I think that is probably one of the biggest points of departure from other public schools: Our school culture and ethos has character-building deeply embedded in it. Another difference is the part about training minds. We use a content-rich curriculum that is overseen by the Barney Charter School Initiative and Hillsdale College [in Michigan] in order to build in our students what Dr. E.D. Hirsch has called cultural literacy. In other words, to become American citizens, you have to have a lexicon and the background, the idiom, the vocabulary, the knowledge to understand what these things mean in context.

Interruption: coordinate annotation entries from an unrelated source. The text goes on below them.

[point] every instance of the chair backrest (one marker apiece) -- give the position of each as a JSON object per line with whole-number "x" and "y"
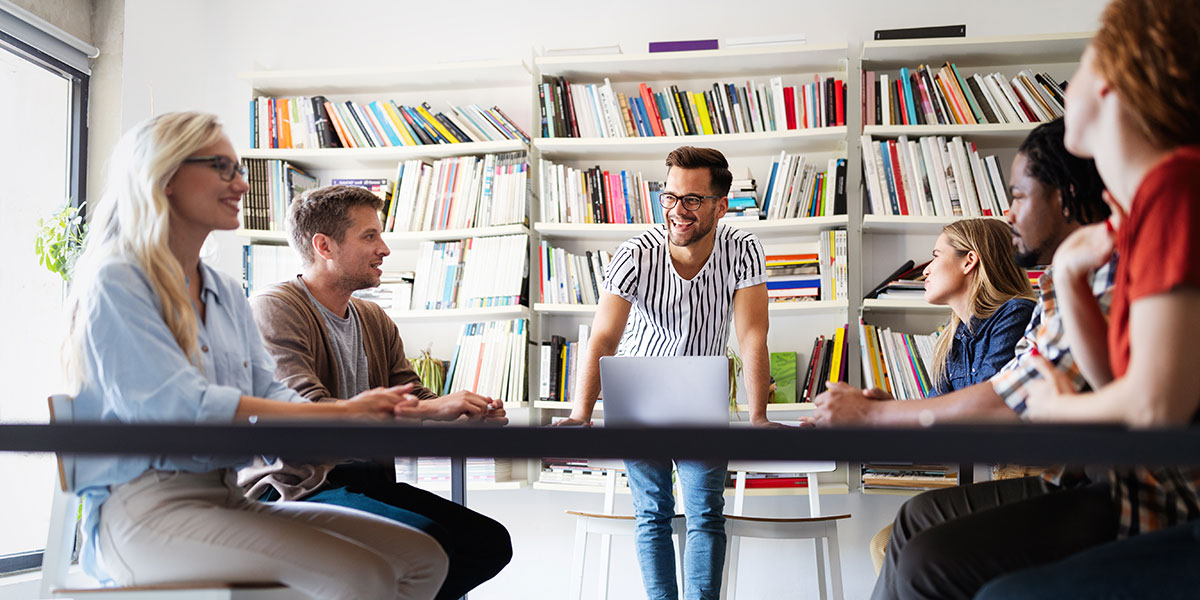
{"x": 809, "y": 468}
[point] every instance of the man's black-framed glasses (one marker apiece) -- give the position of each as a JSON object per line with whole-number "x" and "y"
{"x": 227, "y": 168}
{"x": 690, "y": 202}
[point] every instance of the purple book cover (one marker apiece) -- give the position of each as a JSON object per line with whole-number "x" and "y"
{"x": 687, "y": 45}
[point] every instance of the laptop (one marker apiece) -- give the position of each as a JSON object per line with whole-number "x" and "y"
{"x": 654, "y": 391}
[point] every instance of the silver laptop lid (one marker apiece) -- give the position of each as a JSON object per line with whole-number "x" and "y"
{"x": 647, "y": 391}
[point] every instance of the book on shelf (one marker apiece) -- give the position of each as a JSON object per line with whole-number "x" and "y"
{"x": 273, "y": 185}
{"x": 315, "y": 123}
{"x": 931, "y": 177}
{"x": 885, "y": 475}
{"x": 265, "y": 264}
{"x": 490, "y": 360}
{"x": 559, "y": 364}
{"x": 898, "y": 363}
{"x": 599, "y": 111}
{"x": 459, "y": 192}
{"x": 571, "y": 279}
{"x": 798, "y": 187}
{"x": 471, "y": 274}
{"x": 684, "y": 46}
{"x": 394, "y": 293}
{"x": 931, "y": 95}
{"x": 597, "y": 196}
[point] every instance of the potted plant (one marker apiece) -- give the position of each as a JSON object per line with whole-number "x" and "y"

Hirsch says that by eighth grade, roughly, students should have an 80,000-word working vocabulary that helps them understand what it means to be an American citizen. It lays the foundation for the great work that is in our scope and sequence for the high school years. We read the great books, we read the great minds. This is a liberal arts and science education that truly is well-rounded and prepares students to, at the end of their senior year in high school, have lots of opportunities at their fingertips.

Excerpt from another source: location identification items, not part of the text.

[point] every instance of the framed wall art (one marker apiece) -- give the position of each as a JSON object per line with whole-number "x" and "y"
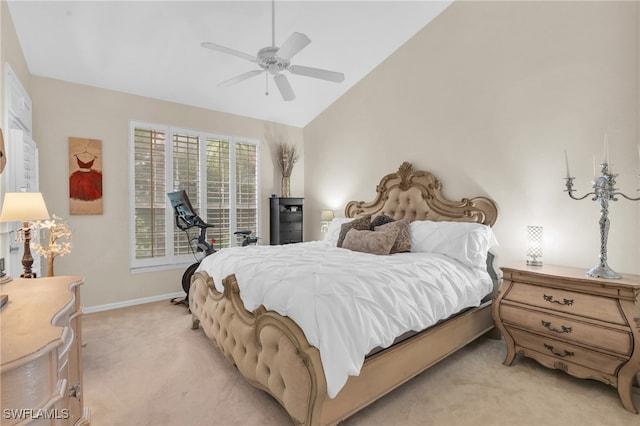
{"x": 85, "y": 176}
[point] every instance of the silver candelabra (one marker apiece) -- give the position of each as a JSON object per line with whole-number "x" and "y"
{"x": 604, "y": 190}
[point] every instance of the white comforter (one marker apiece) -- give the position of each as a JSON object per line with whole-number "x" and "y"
{"x": 346, "y": 302}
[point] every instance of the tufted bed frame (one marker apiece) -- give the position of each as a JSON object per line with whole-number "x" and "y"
{"x": 272, "y": 353}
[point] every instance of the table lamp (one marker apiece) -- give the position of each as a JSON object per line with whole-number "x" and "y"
{"x": 325, "y": 217}
{"x": 24, "y": 206}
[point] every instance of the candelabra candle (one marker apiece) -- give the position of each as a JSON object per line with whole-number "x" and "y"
{"x": 604, "y": 190}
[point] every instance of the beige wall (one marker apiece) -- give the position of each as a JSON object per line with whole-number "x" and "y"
{"x": 487, "y": 97}
{"x": 101, "y": 243}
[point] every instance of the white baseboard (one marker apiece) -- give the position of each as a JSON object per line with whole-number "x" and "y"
{"x": 132, "y": 302}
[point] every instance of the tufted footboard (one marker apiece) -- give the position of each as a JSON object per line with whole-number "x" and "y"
{"x": 269, "y": 350}
{"x": 273, "y": 354}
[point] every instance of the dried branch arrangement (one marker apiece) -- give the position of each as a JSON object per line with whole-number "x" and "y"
{"x": 286, "y": 157}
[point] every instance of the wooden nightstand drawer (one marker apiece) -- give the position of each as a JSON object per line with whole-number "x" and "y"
{"x": 587, "y": 327}
{"x": 602, "y": 308}
{"x": 598, "y": 361}
{"x": 568, "y": 329}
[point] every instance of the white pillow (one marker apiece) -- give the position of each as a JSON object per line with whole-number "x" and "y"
{"x": 463, "y": 241}
{"x": 333, "y": 233}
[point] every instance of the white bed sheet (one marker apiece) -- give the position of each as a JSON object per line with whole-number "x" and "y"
{"x": 346, "y": 302}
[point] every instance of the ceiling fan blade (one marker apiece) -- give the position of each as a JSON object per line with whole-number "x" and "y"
{"x": 295, "y": 43}
{"x": 284, "y": 87}
{"x": 239, "y": 78}
{"x": 229, "y": 51}
{"x": 336, "y": 77}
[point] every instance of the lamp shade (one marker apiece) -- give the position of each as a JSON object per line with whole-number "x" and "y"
{"x": 326, "y": 216}
{"x": 23, "y": 206}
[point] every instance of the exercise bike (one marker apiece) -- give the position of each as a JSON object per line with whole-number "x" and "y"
{"x": 186, "y": 218}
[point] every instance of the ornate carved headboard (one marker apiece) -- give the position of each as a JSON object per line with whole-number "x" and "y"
{"x": 416, "y": 195}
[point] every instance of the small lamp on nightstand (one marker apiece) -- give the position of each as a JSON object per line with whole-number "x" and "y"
{"x": 534, "y": 245}
{"x": 24, "y": 207}
{"x": 325, "y": 217}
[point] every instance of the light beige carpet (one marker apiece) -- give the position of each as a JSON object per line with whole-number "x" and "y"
{"x": 145, "y": 366}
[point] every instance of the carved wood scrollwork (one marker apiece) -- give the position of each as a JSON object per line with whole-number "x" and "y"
{"x": 422, "y": 191}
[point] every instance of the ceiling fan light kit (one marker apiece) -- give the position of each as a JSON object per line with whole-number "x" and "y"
{"x": 274, "y": 60}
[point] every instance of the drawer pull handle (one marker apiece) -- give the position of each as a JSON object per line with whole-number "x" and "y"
{"x": 565, "y": 302}
{"x": 562, "y": 329}
{"x": 563, "y": 354}
{"x": 74, "y": 391}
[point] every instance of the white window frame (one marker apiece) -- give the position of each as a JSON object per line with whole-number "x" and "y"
{"x": 171, "y": 261}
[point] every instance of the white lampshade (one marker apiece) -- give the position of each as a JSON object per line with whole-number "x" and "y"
{"x": 326, "y": 216}
{"x": 23, "y": 206}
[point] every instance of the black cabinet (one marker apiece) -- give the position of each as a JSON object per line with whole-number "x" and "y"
{"x": 286, "y": 220}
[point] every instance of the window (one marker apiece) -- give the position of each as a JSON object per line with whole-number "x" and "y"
{"x": 220, "y": 175}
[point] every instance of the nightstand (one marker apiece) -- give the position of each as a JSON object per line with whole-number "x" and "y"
{"x": 587, "y": 327}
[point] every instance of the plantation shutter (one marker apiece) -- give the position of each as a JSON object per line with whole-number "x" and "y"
{"x": 185, "y": 176}
{"x": 246, "y": 186}
{"x": 220, "y": 176}
{"x": 150, "y": 193}
{"x": 218, "y": 207}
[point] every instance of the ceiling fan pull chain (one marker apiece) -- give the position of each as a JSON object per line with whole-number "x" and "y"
{"x": 273, "y": 23}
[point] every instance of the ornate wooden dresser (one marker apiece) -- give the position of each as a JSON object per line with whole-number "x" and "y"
{"x": 41, "y": 370}
{"x": 587, "y": 327}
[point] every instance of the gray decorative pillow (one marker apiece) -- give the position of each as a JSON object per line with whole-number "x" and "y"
{"x": 403, "y": 241}
{"x": 379, "y": 221}
{"x": 374, "y": 242}
{"x": 358, "y": 224}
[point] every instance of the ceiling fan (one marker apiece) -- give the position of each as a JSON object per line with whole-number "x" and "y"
{"x": 274, "y": 60}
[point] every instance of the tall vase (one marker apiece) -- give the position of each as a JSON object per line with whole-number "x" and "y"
{"x": 286, "y": 187}
{"x": 50, "y": 266}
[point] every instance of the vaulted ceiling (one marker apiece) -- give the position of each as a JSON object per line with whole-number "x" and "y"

How does a classical education speak to the challenges our country is facing right now?
If you observe our civic culture, it is brittle, it’s fragile. We’ve forgotten how to have a civil discourse. Instead, we yell at each other, often in individual echo chambers. We have forgotten what the national motto means. It is “E pluribus unum” — out of many, one. For us to be able to live by that motto, we have to have a common base from which to work. That is not to say we all must be ideologically in lockstep and in agreement with each other. In fact, the Western tradition has a healthy record of lively discourse and debate in pursuit of the truth.

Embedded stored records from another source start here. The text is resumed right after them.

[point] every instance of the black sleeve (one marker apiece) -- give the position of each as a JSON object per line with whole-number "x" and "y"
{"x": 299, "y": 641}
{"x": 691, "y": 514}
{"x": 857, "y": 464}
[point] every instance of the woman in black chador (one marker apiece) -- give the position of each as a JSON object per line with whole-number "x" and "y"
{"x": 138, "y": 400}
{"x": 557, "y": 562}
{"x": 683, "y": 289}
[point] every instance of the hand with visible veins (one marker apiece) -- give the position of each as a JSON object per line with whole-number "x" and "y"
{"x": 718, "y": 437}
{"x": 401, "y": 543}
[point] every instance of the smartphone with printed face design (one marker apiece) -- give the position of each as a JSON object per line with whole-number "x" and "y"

I don’t think we can repair our society overnight. The so-called civic institutions that are the bedrock of our society and culture — family, schools, churches and other types of civic organizations like them — they’re all under assault. Families are struggling. Schools have lost their way. Churches are no longer the moral conscience of our society. So, it should be no surprise that it is tough out there.
One of my favorite lessons from history is of a 28-year-old Abraham Lincoln. I believe the year was 1838 in which he gave his first notable political address. It’s known as his Address to the Young Men’s Lyceum of Springfield, Illinois. Think about what was going on in the 1830s: the Western expansion. And the political question of the day: whether Kansas and Nebraska were going to join the Union as free states or slave states. This is pre-Civil War, and it’s ugly out there. There are agitators in the territories. Houses are being burned down. People are dying. Sound familiar?
Lincoln looks across this messy landscape and he looks back at the American founding, and he says, our country was founded based on an experiment. It was an experiment about whether we could govern ourselves. If the answer to that question was no, we would remain subjects to a king, to a crown, to a tyrant. But if the experiment in self-government worked, we would become something else. We would become citizens of a republic, with rights and responsibilities.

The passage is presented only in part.